I’ve worked with PSoC A LOT. Got started a long time ago I with 8-bitters 8051 and PIC16C54. Then switched to PSoC1 and it was a major relieve. The analog and digital fabric helped in vastly reducing component count on the boards while being able to do reconfiguration with firmware updates. Prices are good when buying directly from their distributors. With the launch of PSoC3 and 5, the analog switch cap blocks were abandoned (unfortunately). In return their digital fabric was much more sophisticated and configurable. Their new tool (PSoC Creator) brought a lot of digital blocks along (serial comms, counters, pwm, dma etc). It even supports creating your own components using the schematic editor or Verilog.
Unfortunately PSoC6 has cut down on digital fabric and while Cypress/Infineon launched a new multi platform IDE, they stopped support for the digital blocks. The new tool (ModusToolbox) is not even able to configure it, while the old (windows only PSoC Creator) lacks on predefined components.

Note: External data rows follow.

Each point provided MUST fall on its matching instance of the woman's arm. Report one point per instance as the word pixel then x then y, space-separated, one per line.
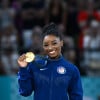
pixel 75 90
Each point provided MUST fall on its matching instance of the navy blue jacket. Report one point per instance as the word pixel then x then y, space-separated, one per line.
pixel 50 80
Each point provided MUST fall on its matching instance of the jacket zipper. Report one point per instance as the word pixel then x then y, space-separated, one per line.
pixel 51 85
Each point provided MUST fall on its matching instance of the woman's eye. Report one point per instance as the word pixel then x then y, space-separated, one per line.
pixel 54 43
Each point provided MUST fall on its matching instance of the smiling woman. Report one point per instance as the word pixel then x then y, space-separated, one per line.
pixel 58 79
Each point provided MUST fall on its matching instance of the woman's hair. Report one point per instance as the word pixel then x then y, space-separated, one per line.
pixel 51 29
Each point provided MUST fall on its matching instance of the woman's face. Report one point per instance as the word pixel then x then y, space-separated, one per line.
pixel 52 46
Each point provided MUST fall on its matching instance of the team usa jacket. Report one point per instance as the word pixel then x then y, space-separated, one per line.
pixel 50 80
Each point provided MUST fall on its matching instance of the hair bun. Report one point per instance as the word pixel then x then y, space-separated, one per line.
pixel 51 26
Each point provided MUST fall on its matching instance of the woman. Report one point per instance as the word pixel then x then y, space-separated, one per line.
pixel 50 77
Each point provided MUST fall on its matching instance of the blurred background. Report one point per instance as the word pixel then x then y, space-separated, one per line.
pixel 21 25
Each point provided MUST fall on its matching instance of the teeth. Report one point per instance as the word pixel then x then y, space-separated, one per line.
pixel 52 52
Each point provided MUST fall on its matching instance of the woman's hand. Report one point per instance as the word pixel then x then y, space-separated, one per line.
pixel 22 61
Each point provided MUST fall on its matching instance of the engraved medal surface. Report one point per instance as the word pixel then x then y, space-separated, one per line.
pixel 29 56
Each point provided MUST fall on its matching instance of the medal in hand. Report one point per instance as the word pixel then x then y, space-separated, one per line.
pixel 30 56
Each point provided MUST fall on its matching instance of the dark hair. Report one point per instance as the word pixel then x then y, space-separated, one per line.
pixel 51 29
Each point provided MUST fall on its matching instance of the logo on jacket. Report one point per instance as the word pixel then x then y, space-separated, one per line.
pixel 61 70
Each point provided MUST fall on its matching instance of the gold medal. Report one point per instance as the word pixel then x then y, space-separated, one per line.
pixel 29 56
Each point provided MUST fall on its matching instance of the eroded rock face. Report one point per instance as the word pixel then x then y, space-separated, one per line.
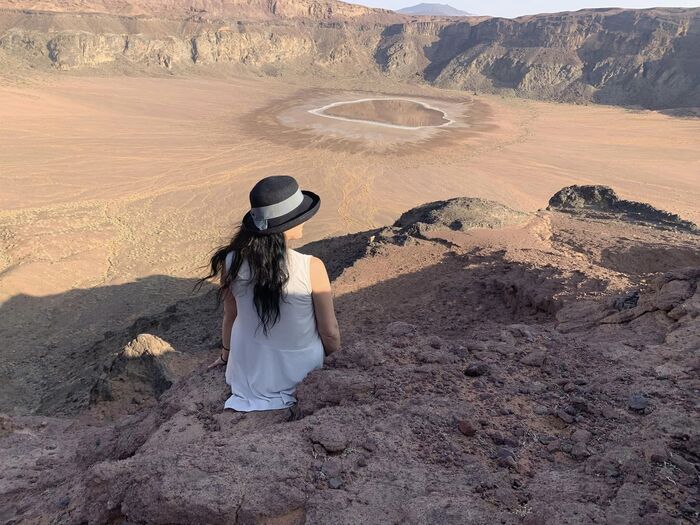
pixel 472 388
pixel 629 57
pixel 602 201
pixel 140 368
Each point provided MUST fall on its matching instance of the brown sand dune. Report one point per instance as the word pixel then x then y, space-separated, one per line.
pixel 533 370
pixel 112 181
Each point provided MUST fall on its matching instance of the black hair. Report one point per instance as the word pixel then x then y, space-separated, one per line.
pixel 267 258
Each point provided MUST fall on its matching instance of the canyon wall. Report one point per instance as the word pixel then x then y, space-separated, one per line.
pixel 648 58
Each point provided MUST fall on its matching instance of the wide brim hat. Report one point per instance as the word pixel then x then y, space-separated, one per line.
pixel 278 204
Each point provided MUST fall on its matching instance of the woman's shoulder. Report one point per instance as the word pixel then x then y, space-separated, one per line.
pixel 229 260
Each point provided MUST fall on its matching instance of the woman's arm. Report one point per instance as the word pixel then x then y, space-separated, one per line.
pixel 230 312
pixel 322 296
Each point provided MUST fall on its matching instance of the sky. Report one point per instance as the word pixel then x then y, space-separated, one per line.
pixel 513 8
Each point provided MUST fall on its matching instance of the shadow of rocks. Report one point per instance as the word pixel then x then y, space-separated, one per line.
pixel 54 347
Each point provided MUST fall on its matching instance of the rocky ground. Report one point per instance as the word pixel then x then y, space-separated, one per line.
pixel 497 367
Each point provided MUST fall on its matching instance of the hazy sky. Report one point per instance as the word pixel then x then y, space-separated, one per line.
pixel 512 8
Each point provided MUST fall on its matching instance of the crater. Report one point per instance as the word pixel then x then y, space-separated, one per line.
pixel 390 112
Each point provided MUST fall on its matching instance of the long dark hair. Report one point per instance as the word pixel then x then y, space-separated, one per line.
pixel 267 259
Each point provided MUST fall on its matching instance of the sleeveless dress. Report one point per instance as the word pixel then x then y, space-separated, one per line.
pixel 264 370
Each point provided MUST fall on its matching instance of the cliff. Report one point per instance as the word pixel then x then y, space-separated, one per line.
pixel 497 366
pixel 647 58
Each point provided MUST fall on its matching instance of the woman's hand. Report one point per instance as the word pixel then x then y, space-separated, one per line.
pixel 220 360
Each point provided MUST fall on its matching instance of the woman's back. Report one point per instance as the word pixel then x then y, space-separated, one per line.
pixel 264 369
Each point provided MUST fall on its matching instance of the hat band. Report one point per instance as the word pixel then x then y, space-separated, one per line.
pixel 261 215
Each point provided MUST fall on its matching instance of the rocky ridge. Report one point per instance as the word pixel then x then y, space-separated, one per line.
pixel 645 58
pixel 515 374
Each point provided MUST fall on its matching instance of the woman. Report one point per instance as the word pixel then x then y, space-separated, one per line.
pixel 278 308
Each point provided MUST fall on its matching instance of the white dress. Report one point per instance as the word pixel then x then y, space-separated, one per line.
pixel 264 370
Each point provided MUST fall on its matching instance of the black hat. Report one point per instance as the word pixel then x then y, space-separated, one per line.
pixel 277 204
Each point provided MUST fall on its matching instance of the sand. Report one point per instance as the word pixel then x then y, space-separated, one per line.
pixel 402 113
pixel 108 181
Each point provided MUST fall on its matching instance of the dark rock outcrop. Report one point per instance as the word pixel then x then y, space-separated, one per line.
pixel 603 202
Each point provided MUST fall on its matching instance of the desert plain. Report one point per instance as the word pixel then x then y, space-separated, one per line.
pixel 110 181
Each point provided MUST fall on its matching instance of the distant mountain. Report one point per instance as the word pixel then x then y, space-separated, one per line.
pixel 432 10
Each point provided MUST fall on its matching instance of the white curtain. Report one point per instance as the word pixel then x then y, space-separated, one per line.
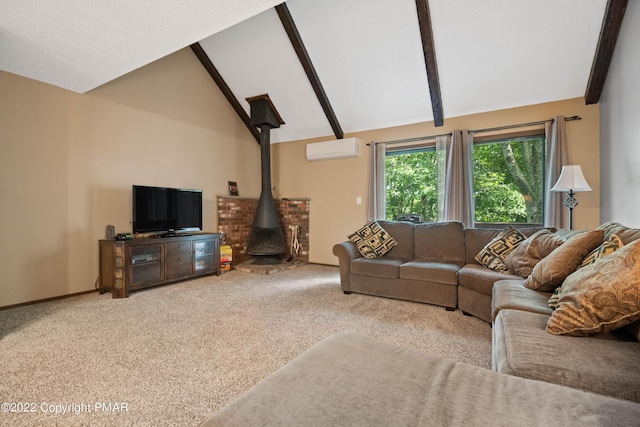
pixel 377 185
pixel 555 214
pixel 456 202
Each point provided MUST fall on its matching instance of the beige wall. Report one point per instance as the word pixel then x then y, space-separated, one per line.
pixel 67 163
pixel 333 185
pixel 620 126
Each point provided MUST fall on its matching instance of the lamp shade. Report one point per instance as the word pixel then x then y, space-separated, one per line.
pixel 571 179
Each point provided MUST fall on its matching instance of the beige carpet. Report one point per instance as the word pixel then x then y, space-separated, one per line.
pixel 172 355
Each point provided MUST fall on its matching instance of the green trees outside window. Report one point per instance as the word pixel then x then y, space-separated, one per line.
pixel 508 179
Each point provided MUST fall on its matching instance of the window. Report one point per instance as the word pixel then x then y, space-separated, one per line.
pixel 411 183
pixel 508 180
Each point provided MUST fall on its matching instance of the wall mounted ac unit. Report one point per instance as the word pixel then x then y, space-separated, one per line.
pixel 337 149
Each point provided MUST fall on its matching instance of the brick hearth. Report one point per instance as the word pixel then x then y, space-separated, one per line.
pixel 235 219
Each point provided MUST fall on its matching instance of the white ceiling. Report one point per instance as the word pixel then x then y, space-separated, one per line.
pixel 491 54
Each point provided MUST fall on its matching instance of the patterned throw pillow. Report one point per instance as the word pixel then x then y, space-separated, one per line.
pixel 551 271
pixel 372 240
pixel 600 297
pixel 530 252
pixel 493 254
pixel 610 246
pixel 554 298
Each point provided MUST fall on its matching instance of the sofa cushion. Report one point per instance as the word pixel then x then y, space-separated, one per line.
pixel 438 272
pixel 440 242
pixel 608 247
pixel 602 364
pixel 549 273
pixel 511 294
pixel 529 253
pixel 493 253
pixel 600 297
pixel 403 233
pixel 372 240
pixel 480 279
pixel 379 267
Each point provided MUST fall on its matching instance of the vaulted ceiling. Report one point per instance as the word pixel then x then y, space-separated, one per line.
pixel 334 66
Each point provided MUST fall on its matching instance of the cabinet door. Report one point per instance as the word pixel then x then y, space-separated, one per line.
pixel 206 255
pixel 178 259
pixel 147 264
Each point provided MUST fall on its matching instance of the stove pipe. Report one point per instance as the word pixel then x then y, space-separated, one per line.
pixel 266 235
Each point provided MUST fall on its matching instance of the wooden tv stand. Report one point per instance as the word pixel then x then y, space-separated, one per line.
pixel 127 265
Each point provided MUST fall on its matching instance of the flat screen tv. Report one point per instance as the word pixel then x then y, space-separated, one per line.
pixel 166 210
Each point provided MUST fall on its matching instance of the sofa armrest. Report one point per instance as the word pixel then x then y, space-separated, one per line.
pixel 346 252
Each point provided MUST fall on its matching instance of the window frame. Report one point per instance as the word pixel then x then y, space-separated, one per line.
pixel 485 139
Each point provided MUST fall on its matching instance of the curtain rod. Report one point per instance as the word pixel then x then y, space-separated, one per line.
pixel 425 138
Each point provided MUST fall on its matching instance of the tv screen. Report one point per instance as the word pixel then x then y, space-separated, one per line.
pixel 161 209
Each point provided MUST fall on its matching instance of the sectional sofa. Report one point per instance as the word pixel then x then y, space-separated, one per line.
pixel 446 264
pixel 433 263
pixel 566 331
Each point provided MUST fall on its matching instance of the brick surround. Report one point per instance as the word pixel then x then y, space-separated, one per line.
pixel 235 219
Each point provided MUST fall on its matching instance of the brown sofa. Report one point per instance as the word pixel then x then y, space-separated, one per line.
pixel 604 363
pixel 541 379
pixel 432 263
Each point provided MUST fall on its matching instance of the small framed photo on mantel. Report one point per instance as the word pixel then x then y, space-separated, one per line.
pixel 233 188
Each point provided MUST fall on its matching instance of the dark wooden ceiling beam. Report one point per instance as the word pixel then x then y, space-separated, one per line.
pixel 296 41
pixel 604 52
pixel 428 47
pixel 226 91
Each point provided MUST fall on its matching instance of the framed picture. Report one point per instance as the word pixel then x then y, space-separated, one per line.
pixel 233 188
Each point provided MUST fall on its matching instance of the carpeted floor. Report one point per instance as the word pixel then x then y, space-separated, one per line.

All-in-all they succeeded well in rendering their great unique devices into mainstream MCUs, with a higher price-tag because of the almost unusable digital fabric).
My concerns (as a devoted PSoC design partner) are echoed within Infineon, hoping they will value it’s uniqueness again.
That said, I am not expecting any changes and by looking at their roadmap, they seem to going to abandon their UDBs (digital fabric).
As looking for the next step I stumbled upon this topic and got interested in the Quicklogic EOS3. Prices are looking reasonable and I like the more less open source aspect of it. As ‘MCU guy’ I never really worked with FPGA but it always attracted me do work with it.
I used 24 datapaths on PSoC5 to create 48 PWMs but I have no idea how this compares to a ‘true’ FPGA. Anyone?